Computer vision project to get depth information from a pair of low cost webcams. The developed code uses openCV and largely follows from work done by Martin Peris described by http://martinperis.blogspot.com.au/2011/01/opencv-stereo-camera-calibration.html.
The code is able to track colored objects and report their distance in real time.
A memory based algorithm in also developed to improve the stability of the depth image.
Visual Studio 2012 was used for this project. The project files are available with the source code.
The hardware requirement for the code is simply two USB webcams plugged into the PC as can be seen below. As it is important that the webcams stay in a fixed position after calibration (more about calibration below) a clamp was fabricated during this project.
The code was developed using visual studio 2012 and openCV 2.4.3. Install both of these, set the appropriate environment variables and open the '.sln' file in the source_code folder to open the project. Build the code in release mode to get CVStereoDepth.exe.
To run the main program, the stereo vision pair of webcams need to be calibrated. This can be done by running "CVStereoDepth.exe" and passing an argument of the number of calibration capture frames desired as an additional argument. For example, to calibrate with 10 images,
>CVStereoDepth.exe 10
The calibration code requires images of chessboard seen by both cameras to calculate intrinsic and extrinsic camera parameters. The dimensions of chessboard need to be #defined in stdafx.h as NX and NY, however the values currently correspond to an A4 printed version of the chessboard at http://1.bp.blogspot.com/_0zx-4pM8HnA/TSltkqjXscI/AAAAAAAAAI0/45MJoCS5-f8/s1600/OpenCV_Chessboard.png and as follows:
When the calibration is running, each frame can then be captured manual by pressing spacebar or initiate the auto capture sequence by pressing C. This will take a shot every 0.5 seconds (#defined in stdafx.h as SECONDS_BETWEEN_CAPTURES). Once this is complete or at any time, presses ESC to finish capturing and begin calibration.
The program will then save the appropriate calibration matrices inside the release file. Here the frames used for calibration will also be saved. The code can then be run by passing no argument to enter the stereo webcam system mode. The program can then be terminated by pressing ESC while one of the openCV windows is active.
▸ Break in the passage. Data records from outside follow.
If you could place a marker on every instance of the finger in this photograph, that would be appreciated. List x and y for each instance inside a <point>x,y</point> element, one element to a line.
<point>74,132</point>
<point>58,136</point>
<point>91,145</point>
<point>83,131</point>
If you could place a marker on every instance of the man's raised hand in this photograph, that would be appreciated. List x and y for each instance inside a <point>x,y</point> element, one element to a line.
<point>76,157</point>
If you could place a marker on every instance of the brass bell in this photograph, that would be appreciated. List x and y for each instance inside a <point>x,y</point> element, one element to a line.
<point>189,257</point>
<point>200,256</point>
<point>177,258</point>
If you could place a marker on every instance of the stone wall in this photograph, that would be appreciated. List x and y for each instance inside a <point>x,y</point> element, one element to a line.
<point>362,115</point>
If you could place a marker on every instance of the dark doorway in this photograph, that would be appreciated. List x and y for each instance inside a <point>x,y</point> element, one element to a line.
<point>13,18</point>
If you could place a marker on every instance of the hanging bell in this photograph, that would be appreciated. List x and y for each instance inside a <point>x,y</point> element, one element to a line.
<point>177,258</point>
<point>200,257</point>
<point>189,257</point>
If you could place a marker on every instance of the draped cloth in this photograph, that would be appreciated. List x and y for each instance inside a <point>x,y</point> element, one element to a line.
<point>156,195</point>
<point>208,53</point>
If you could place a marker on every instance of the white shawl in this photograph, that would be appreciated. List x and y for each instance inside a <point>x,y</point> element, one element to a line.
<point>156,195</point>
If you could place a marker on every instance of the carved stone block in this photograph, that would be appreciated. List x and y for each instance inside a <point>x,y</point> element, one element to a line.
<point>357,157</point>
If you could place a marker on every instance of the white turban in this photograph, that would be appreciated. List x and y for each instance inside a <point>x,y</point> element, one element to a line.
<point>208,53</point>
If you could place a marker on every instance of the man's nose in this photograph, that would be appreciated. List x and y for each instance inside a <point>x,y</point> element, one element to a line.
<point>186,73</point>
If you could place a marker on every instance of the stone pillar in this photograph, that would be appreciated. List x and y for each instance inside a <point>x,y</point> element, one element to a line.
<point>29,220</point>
For best results, try to capture the chessboards in a range of different positions and angles.
Once the calibration procedure has been run and the code is run from the command line parsing no arguments the system is then able to be used. This will open seven windows, including the command window, these are explained as follows:
- WEBCAM ONE (LEFT)/ WEBCAM TWO (RIGHT) – These two windows represent the rectified left and right stereo images respectively. Note: If left is not left or right is not right, either swap the USB connections or swap the 0 and 1 in the function call webcam_init() from sCVStereoDepth.cpp .
- RAW DISPARITY – This represents the output image from the block matching stereo correspondence function.
- DISPARIY – This represents the memory disparity image that can be activated through BM STEREO CORRESPONDANCE PARAMETERS.
- BM STEREO CORRESPONDANCE PARAMETERS allows the user to modify the parameters associated with the block matching algorithm.
- RED OBJECT FINDER – Shows the red threshold image, for object tracking.
The main function is found within CVStereoDepth.cpp and carries out the following tasks:
- Calibration, if specified.
- Enters a loop until ESC is pressed.
- Rectifies left and right image.
- Carries out block matching correspondence.
- Update Displays.
- Calculate Depth if required.
Depth detection can then be done in one of three ways:
- The first is automated and uses the red object tracking to overlay the distance to the red object on the left image. This will only occur if there is a large blob of red that can be seen in the RED OBJECT FINDER window.
- The second is simply to click on a pixel in the WEBCAM ONE (LEFT) window, the calculated (x,y,z) co-ordinate is then printed through the command window.
- Tthe final method allows the user to manually correspond features in both images. This is done by left, right or middle the clicking on the feature in the left image and then again in the right image. Note that left click places a red dot, right click places a blue dot and middle click places a green dot. The disparity is calculated from the difference in positioning of the same coloured dots in each image. To calculate the depth once the dots have been placed, press space bar to print the information to the command window.
An example video of the program running can be seen in DemoWithText.mp4. A screenshot can also be seen as follows
The Stereo Vision project source code consists of 6 modules. They are briefly explained as follows:
- CVStereoDepth.cpp – This consists of the main function and scheduling of tasks previously outlined.
- Stereo_calibrate.cpp – This is an open source piece of code provided by Martin Perris. See Academic paper for details. It essentially carries out the calibration form a list of image file locations and the size of the chessboard.
- CVStereoCalibration.cpp – This is a higher level module for the calibration process to allow the auto capturing sequence.
- Globaldata.cpp – This module contains a name space in order for global data to be shared.
- CVStereoWebcam.cpp – Deals with the capturing and acquiring of web cam images and also the display functions.
- CVStereoCorrespondance.cpp – This function deals with the block matching correspondence process and the calculations of depth associated with it. Additionally, it sets up the block matching parameters windows parameters and slider interface.
There appears to be a memory leak associated with the Blob Library causing the program to crash. This can be removed by changing BLOB_TRACKING (#defined in stdafx.h) from 1 to 0. The issue causes to program to crash after a long duration of time due to memory exhaustion.
It is important to note that the slider values for the block matching parameters do not exactly match those passed to the correspondence fucntion. This is due to the sliders inability to go below zero. Therefore, in the case of several of the values they are shifted and scaled. i.e. A 0 to 100 slider may represent -100 to 100.